Hoe brengt Kant het echter tot stand, een diepere blik in deze geesteswereld te krijgen? De kritiek der zuivere rede stelde hem slechts in staat, van haar te verklaren dat zij ruimte- en tijdloos is. Nu kwam het erop aan, deze ruimteloosheid met een inhoud te vullen. Ook daarvoor weet Kant raad.

De onkenbare wereld der dingen op zich zelf wordt ten minste voor een deel kenbaar, wanneer het gelukt, één ding “an sich” te pakken te krijgen. En zulk een ding vinden wij bij Kant. Het is de persoonlijkheid van de mens. Ik ben voor mijzelf tegelijkertijd verschijning en ding “an sich”. Mijn zuivere rede is een ding “an sich”. Als deel van de zinnelijke wereld ben ik aan de schakel van oorzaak en gevolg, dus aan de noodzakelijkheid, onderworpen, als ding “an sich” ben ik vrij, dat wil zeggen, worden mijn handelingen niet door de oorzaken van de zinnelijke wereld bepaald, maar door de in mij wonende zedenwet, die uit de zuivere rede ontspringt, en mij niet toeroept: “je bent gedwongen” maar “het is uw plicht”. Dit laatste “moeten” zou een onding zijn, als er niet een “kunnen” mee samenging, als ik niet vrij was.

Deze zedelijke vrijheid van de mens volgens Kant is intussen een raar ding. Zij brengt niet minder tegenstrijdigheden met zich, dan de idealiteit van tijd en ruimte.

Want deze vrijheid uit zich in handelingen die tot de wereld van de verschijningen behoren, en als zodanig vallen in de schakel van oorzaak en gevolg. Dezelfde handelingen zijn dus tegelijkertijd vrij en noodzakelijk. Bovendien ontspringt de vrijheid aan de tijdeloze “intelligibele” wereld, oorzaak en gevolg daarentegen vallen steeds in een bepaalde tijdsruimte. Dezelfde tijdelijk bepaalde handeling heeft dus zowel een tijdeloze als een tijdelijk bepaalde oorzaak.

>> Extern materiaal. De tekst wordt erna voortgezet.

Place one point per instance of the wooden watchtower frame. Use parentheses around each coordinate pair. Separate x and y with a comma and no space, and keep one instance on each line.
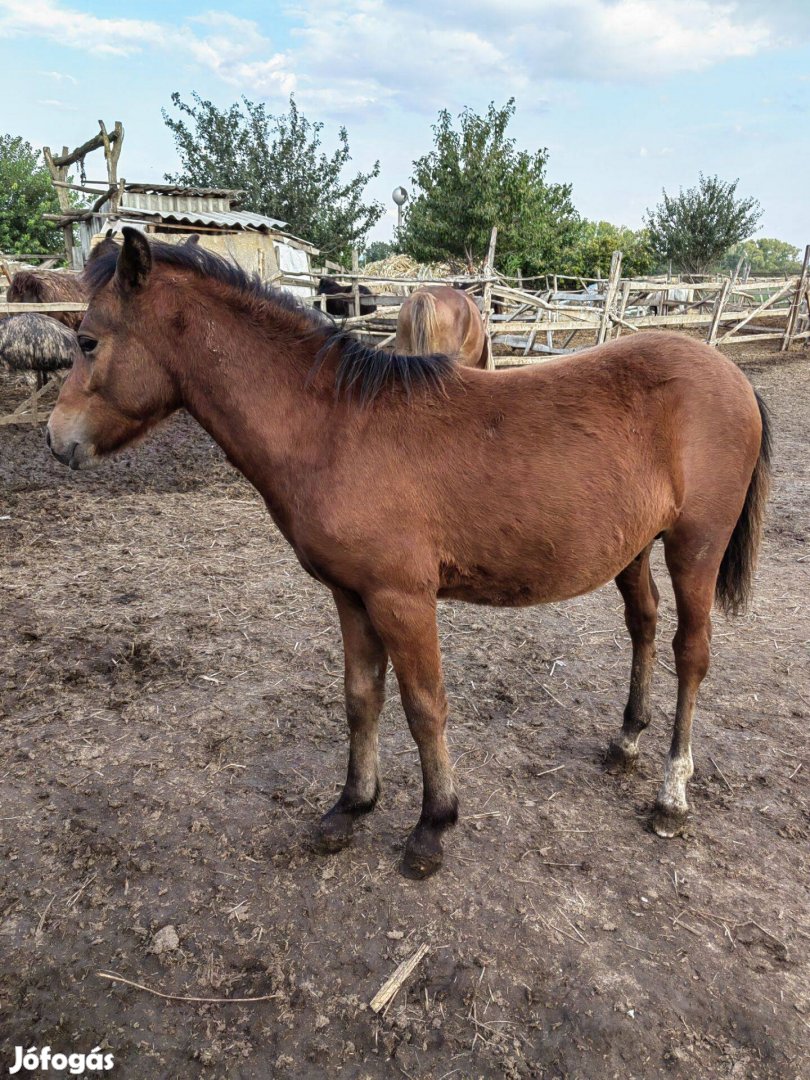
(111,144)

Wat is nu evenwel de zedenwet, die uit die wereld der dingen “an sich”, de “verstandswereld”, in de wereld der verschijningen, de “zinnenwereld”, doorwerkt en deze aan zich onderwerpt? Daar zij uit de wereld der rede ontspringt, kan ook haar grond alleen in de zuivere rede liggen. Zij kan van slechts formele aard zijn, want zij moet geheel en al vrij blijven van iedere betrekking dot de zinnelijke wereld, die onmiddellijk een verhouding van oorzaak en gevolg zou binnenbrengen, een grond voor het willen, die de wilsvrijheid zou opheffen.

“Er is,” zegt Kant in zijn Kritiek der praktische rede, “behalve de materie der wet, niets verder daarin bevat dan haar wetgevende vorm. Daarom is de wetgevende vorm, voor zover zij in de grondregel bevat is, het enige wat een bepaald motief van de vrije wil uitmaken kan.”

Daaruit leidt hij de volgende “grondwet van de zuivere praktische rede” af:

“Handel zo, dat de grondregel van uw wil ten allen tijde tegelijk als principe van een algemene wetgeving zou kunnen gelden.”

Verrassend nieuw is deze “grondwet” niet. Zij is slechts de wijsgerige vertaling van het oude spreukje: wat gij niet wilt dat u geschiedt, doe dat ook aan een ander niet. Nieuw er aan is slechts de verzekering dat dit spreukje de openbaring is uit een intelligibele wereld; een openbaring die met de grootste filosofische diepzinnigheid als een “grondwet” moet ontdekt worden, die niet alleen voor de mensen geldt, “maar op alle eindige wezens zich richt, die rede en wil hebben, ja, die zelfs het oneindige wezen als opperste intelligentie omvat.”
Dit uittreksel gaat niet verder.